Saturday, 12 January 2008

Top court takes first look at issue of lethal injection


Top court takes first look at issue of lethal injection

  • Justices will hear arguments Monday challenging Kentucky's manner of execution

  • By Howard Mintz

    MEDIANEWS STAFF


    With execution chambers from California to Florida idle, the U.S. Supreme Court on Monday will offer an unprecedented glimpse into how the justices assess the legal conflict over the business of administering a fatal dose of drugs to death row inmates.

    The Supreme Court, faced with mounting legal chaos across the country over lethal injection, will hear arguments challenging Kentucky's execution method -- the same procedure favored in virtually every state that has a death penalty. The justices will directly confront the constitutionality of an execution method for the first time since the 1870s, when they upheld Utah's firing squads.

    The high court is expected to rule by the end of its term in June, or at the very least devising a road map for what states must do to ensure the executions they carry out are as humane as possible.

    On one side, lawyers for death row inmates argue that states have grown so sloppy carrying out executions that they should not resume unless the the Supreme Court establishes strict standards. On the other side, dozens of states, the Bush administration and victims' rights groups insist that Kentucky and other states already do it right.

    For legal experts, the tea leaves have never been harder to read. There is only one consensus: the conservative Supreme Court will not abolish the death penalty or outlaw lethal injection.

    The question is how far it will go in forcing states to fix perceived problems and whether the justices willspecify what states must do to tinker with the drugs, training and medical safeguards, such as monitoring inmates, during executions. There is agreement that the Supreme Court must clear up a legal mess that has effectively created the first nationwide moratorium on executions since the early 1970s.

    "It's very difficult to know whether this court is going to limit itself," said Elisabeth Semel, head of Boalt Hall School of Law's Death Penalty Clinic. As for her prediction, Semel admits, "It depends on which day of the week it is or which brief I've just read."

    The Supreme Court stepped into the issue last fall after several years of proliferating legal challenges to lethal injection, all centered on whether the three-drug combination used in most executions exposes inmates to the risk of cruel and unusual punishment. Critics argue that the combination of drugs can mask an inmate's suffering.

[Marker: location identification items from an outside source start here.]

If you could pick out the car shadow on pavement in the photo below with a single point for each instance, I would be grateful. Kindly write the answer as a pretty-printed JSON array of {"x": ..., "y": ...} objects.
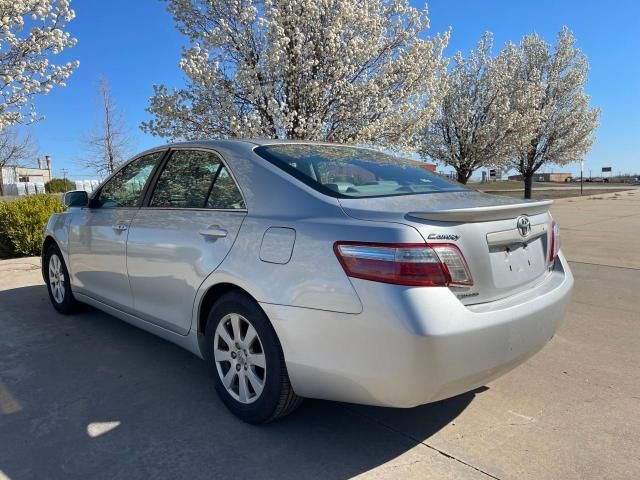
[{"x": 89, "y": 396}]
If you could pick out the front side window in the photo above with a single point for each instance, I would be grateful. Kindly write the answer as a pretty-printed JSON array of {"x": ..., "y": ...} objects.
[
  {"x": 196, "y": 179},
  {"x": 125, "y": 188},
  {"x": 350, "y": 172}
]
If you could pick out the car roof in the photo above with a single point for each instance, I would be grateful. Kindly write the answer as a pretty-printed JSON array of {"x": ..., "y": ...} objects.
[{"x": 245, "y": 141}]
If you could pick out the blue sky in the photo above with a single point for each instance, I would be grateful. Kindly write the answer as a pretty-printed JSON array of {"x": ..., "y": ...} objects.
[{"x": 134, "y": 44}]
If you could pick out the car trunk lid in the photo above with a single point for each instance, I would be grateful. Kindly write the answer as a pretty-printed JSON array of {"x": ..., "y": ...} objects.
[{"x": 504, "y": 258}]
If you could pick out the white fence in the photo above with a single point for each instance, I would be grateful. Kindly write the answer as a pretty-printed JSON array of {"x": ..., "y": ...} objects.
[
  {"x": 31, "y": 188},
  {"x": 87, "y": 185},
  {"x": 23, "y": 188}
]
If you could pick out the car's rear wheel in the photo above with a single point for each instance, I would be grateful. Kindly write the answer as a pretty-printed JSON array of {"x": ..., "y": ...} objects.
[
  {"x": 246, "y": 361},
  {"x": 58, "y": 283}
]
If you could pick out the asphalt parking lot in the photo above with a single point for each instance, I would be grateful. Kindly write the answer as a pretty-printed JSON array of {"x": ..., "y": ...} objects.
[{"x": 89, "y": 396}]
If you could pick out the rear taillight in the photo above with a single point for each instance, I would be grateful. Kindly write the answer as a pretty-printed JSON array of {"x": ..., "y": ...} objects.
[
  {"x": 404, "y": 264},
  {"x": 555, "y": 242}
]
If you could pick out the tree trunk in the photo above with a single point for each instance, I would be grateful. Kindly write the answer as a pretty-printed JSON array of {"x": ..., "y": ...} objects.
[
  {"x": 463, "y": 176},
  {"x": 528, "y": 184}
]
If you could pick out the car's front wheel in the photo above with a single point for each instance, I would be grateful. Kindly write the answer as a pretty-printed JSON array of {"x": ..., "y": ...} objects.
[
  {"x": 58, "y": 283},
  {"x": 246, "y": 361}
]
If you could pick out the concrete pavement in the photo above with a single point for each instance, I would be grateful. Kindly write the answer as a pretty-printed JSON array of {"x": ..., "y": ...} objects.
[{"x": 89, "y": 396}]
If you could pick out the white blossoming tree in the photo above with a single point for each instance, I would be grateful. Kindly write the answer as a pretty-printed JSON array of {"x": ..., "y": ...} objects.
[
  {"x": 109, "y": 142},
  {"x": 479, "y": 123},
  {"x": 565, "y": 122},
  {"x": 344, "y": 71},
  {"x": 31, "y": 32}
]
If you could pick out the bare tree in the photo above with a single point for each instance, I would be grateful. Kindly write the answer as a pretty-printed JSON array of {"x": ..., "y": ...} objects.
[
  {"x": 15, "y": 148},
  {"x": 109, "y": 143}
]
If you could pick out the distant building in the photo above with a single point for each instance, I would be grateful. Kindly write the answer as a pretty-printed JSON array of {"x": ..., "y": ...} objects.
[
  {"x": 429, "y": 166},
  {"x": 14, "y": 174},
  {"x": 15, "y": 180},
  {"x": 545, "y": 177}
]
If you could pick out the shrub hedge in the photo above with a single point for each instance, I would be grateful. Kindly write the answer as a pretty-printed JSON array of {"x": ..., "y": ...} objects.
[
  {"x": 59, "y": 185},
  {"x": 22, "y": 224}
]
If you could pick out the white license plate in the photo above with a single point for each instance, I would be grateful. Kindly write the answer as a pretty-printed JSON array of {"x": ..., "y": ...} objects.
[{"x": 517, "y": 264}]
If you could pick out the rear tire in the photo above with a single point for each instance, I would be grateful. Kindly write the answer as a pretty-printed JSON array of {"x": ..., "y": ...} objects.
[
  {"x": 245, "y": 358},
  {"x": 58, "y": 283}
]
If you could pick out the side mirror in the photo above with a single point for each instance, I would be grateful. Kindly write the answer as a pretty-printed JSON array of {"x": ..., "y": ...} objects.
[{"x": 76, "y": 198}]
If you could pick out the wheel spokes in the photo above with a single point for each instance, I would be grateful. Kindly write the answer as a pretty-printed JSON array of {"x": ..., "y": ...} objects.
[
  {"x": 238, "y": 352},
  {"x": 235, "y": 326},
  {"x": 243, "y": 389},
  {"x": 222, "y": 355},
  {"x": 256, "y": 383},
  {"x": 257, "y": 359}
]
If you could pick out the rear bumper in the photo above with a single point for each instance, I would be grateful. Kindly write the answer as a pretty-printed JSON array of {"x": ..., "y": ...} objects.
[{"x": 412, "y": 346}]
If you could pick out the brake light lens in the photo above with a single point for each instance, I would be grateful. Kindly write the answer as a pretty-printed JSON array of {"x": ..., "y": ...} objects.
[
  {"x": 555, "y": 242},
  {"x": 404, "y": 264}
]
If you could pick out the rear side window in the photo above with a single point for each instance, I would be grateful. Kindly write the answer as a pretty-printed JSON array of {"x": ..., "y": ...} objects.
[
  {"x": 195, "y": 179},
  {"x": 125, "y": 188},
  {"x": 350, "y": 172}
]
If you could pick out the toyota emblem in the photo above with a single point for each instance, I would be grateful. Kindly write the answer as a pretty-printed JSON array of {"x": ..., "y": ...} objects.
[{"x": 524, "y": 225}]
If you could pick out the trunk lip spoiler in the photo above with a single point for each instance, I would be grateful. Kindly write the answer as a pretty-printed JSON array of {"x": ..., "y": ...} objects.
[{"x": 484, "y": 214}]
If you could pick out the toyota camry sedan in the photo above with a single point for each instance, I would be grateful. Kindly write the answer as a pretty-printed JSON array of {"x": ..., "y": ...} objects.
[{"x": 313, "y": 270}]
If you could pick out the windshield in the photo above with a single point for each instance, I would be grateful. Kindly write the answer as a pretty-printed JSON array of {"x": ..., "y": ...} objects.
[{"x": 350, "y": 172}]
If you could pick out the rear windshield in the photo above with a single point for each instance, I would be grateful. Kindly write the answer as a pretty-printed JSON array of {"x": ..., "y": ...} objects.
[{"x": 350, "y": 172}]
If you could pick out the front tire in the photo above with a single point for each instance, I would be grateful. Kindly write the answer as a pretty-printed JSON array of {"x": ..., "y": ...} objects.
[
  {"x": 246, "y": 361},
  {"x": 58, "y": 283}
]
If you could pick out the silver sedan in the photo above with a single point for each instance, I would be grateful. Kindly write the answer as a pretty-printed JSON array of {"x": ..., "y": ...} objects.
[{"x": 313, "y": 270}]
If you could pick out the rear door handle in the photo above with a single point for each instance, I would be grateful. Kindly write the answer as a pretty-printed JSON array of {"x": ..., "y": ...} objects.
[
  {"x": 214, "y": 231},
  {"x": 119, "y": 227}
]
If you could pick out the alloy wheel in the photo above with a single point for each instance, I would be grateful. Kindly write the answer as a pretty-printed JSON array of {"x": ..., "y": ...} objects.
[
  {"x": 56, "y": 278},
  {"x": 240, "y": 359}
]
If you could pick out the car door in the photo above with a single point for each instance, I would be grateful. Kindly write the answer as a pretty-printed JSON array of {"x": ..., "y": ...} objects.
[
  {"x": 187, "y": 226},
  {"x": 98, "y": 234}
]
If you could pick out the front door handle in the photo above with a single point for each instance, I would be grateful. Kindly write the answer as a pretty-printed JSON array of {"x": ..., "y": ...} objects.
[
  {"x": 214, "y": 231},
  {"x": 119, "y": 227}
]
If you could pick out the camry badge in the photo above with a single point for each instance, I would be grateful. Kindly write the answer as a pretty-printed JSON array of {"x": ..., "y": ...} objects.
[
  {"x": 524, "y": 225},
  {"x": 443, "y": 236}
]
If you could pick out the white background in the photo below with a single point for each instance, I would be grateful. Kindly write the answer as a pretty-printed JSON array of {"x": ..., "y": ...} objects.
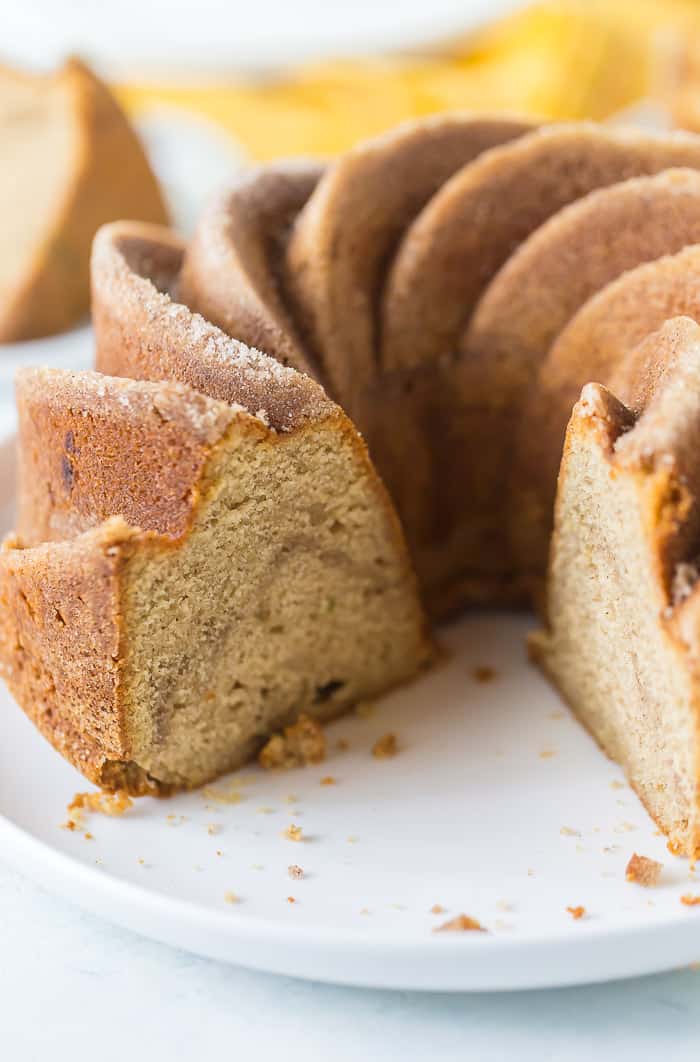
[{"x": 73, "y": 987}]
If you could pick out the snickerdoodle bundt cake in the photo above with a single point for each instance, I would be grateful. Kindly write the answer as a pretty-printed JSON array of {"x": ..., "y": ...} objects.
[
  {"x": 424, "y": 286},
  {"x": 622, "y": 617},
  {"x": 197, "y": 561},
  {"x": 451, "y": 286}
]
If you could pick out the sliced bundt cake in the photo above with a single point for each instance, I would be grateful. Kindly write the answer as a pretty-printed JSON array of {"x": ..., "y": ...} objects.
[
  {"x": 189, "y": 574},
  {"x": 622, "y": 615},
  {"x": 396, "y": 286},
  {"x": 71, "y": 161}
]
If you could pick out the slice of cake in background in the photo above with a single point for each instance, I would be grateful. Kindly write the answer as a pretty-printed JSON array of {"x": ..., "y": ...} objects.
[{"x": 70, "y": 161}]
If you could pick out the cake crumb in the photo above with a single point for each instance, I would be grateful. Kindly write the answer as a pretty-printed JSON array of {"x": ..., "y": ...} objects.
[
  {"x": 460, "y": 924},
  {"x": 643, "y": 871},
  {"x": 219, "y": 795},
  {"x": 303, "y": 742},
  {"x": 385, "y": 747}
]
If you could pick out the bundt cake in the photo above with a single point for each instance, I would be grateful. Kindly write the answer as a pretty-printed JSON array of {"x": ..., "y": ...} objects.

    Courts throughout the country have issued conflicting rulings, with some states, including California, putting executions on hold. The Kentucky case reached the high court after that state's Supreme Court upheld Kentucky's lethal injection procedures, opening the door for the justices to tackle the issue.

    The outcome will have a direct impact on California, where San Jose U.S. District Judge Jeremy Fogel put executions on hold in 2006, concluding that the state's execution process is "broken."

    California officials have attempted to address Fogel's concerns, including constructing a new execution chamber at San Quentin.

    Twenty states and the federal government, which also uses lethal injection, urged the justices to simply find that Kentucky's method passes legal muster and not micromanage the states. California did not sign onto the brief, but the argument was similar to what the state has argued in the case before Fogel, brought by death row inmate Michael Morales. Fogel has put that case on hold.

    "The national consensus could not be more clear: measured by the conduct of state governments, the American people overwhelmingly accept lethal injection by protocol similar or identical to that of Kentucky," the states wrote. "The court should conclude that Kentucky's lethal injection protocol is entirely consistent with modern standards of morality."

    Lawyers for death row inmates agree that Kentucky's procedure is similar to other states, but they argue that's why the Supreme Court has to correct widespread flaws.

    In one brief filed on behalf of four death row inmates, including Morales, lethal injection critics say states have "turned a blind eye" to the risks of improperly administering the drugs. "The result," they wrote, "has been botched executions that are entirely predictable and preventable."

    In another brief, the American Society of Anesthesiologists insisted the current three-drug combination can never meet accepted medical standards, while a group of veterinarians stressed that the drugs do not even meet the standards for putting animals to death.

    But legal experts doubt the justices will get too specific about the chemistry involved in executions. Instead, the Supreme Court is expected to give all the judges struggling with these challenges some guidance -- and leave it to the states to come up with death chamber solutions.

    Experts say if the justices leave it to the states, there is sure to be more litigation in the future.

    "Avoiding true clarity may be the only way they get a majority opinion," said Douglas Berman, an Ohio State University law professor. "I think there will be a 'clearish' standard for lower courts to apply, but that doesn't make things easy. The devil will still be in the details."